Currently, most vaccines have been manufactured in liquid forms that are needed a cold-chain system. However, this system does not guarantee the stability of vaccines always and requires a high cost. Although solidification of vaccine can be alternative, vaccine stability is a problem. Recently, influenza vaccine delivery using microneedle formulation has been studied extensively. Moreover, the stability of the vaccine can be improved since the vaccine is solid form in the microneedle. Therefore, the aim of this study is to screen the suitable stabilizer in the drying process and to compare evaluation methods for H3N2 split vaccine stability.

Methods

Dried vaccine samples were evaluated by enzyme-linked immunosorbent assay (ELISA), sodium dodecyl sulfate polyacrylamide gel electrophoresis (SDS-PAGE) and circular dichroism (CD).

Results

Fructose provided stability to the vaccine during the drying process by ELISA (91.1 ± 8.9%) and SDS-PAGE (about 65%).

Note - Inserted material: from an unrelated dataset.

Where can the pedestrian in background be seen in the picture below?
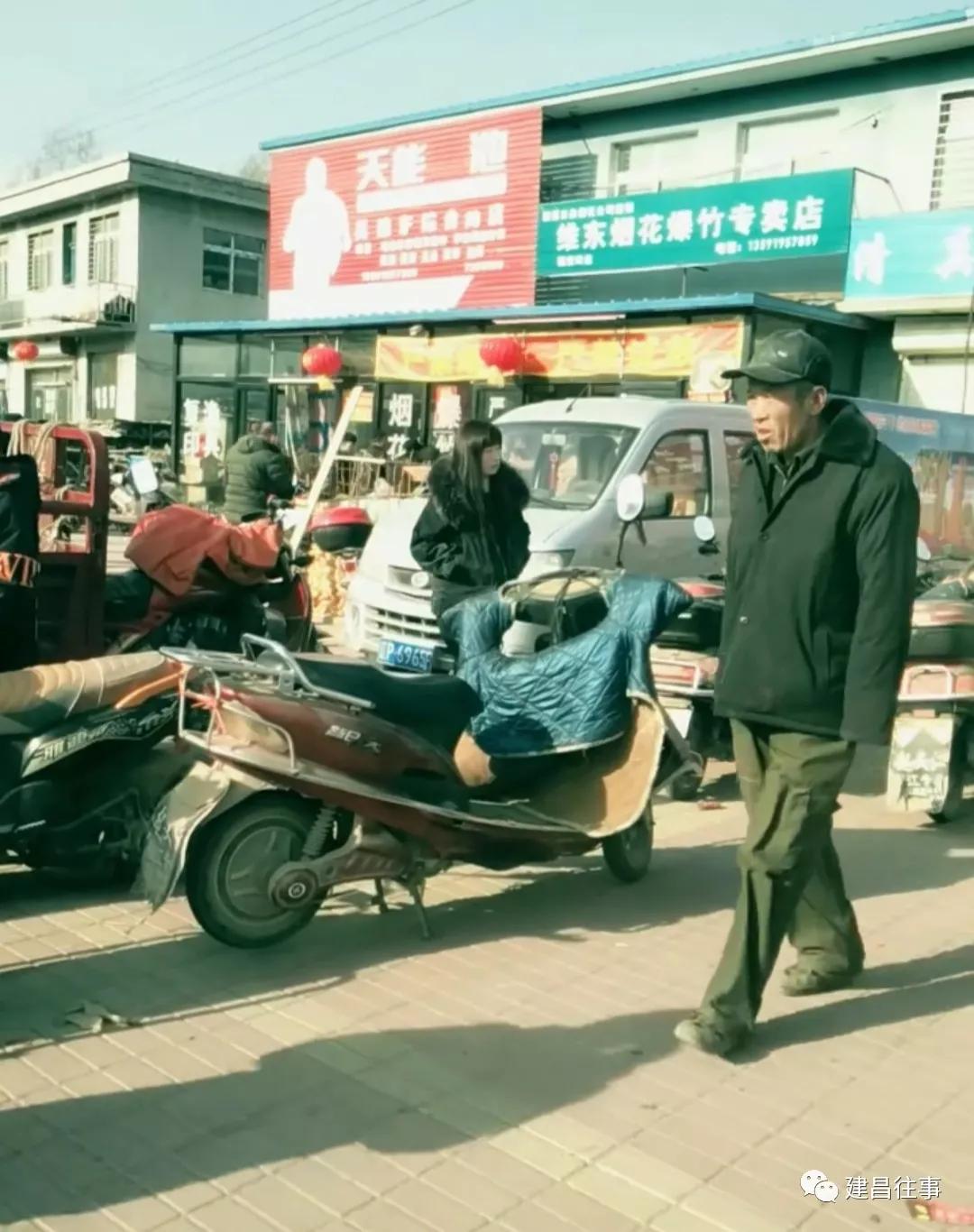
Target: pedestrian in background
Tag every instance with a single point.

Trehalose was rated as providing stability to the vaccine when evaluated with ELISA and SDS-PAGE but was not when evaluated with CD.

Conclusions

The stability of the vaccine should be finally determined by comprehensively evaluating the structure and antigenicity of various proteins.

Keywords

H3N2 influenza vaccine Drying process Stability Enzyme-linked immunosorbent assay Sodium dodecyl sulfate polyacrylamide gel electrophoresis Circular dichroism 

Notes

Acknowledgements

This work was supported by Industrial Strategic Technology Development Program (10067809, development of vaccine formulation and patient-convenient vaccine microneedle) funded by the Ministry of Trade, Industry & Energy (MOTIE, Korea) to Cheong-Weon Cho.

Compliance with ethical standards

Conflict of interest

The authors declare that they have no conflict of interest.

Statement of human and animal rights

This article does not contain any studies with human and animal subjects performed by any of the authors.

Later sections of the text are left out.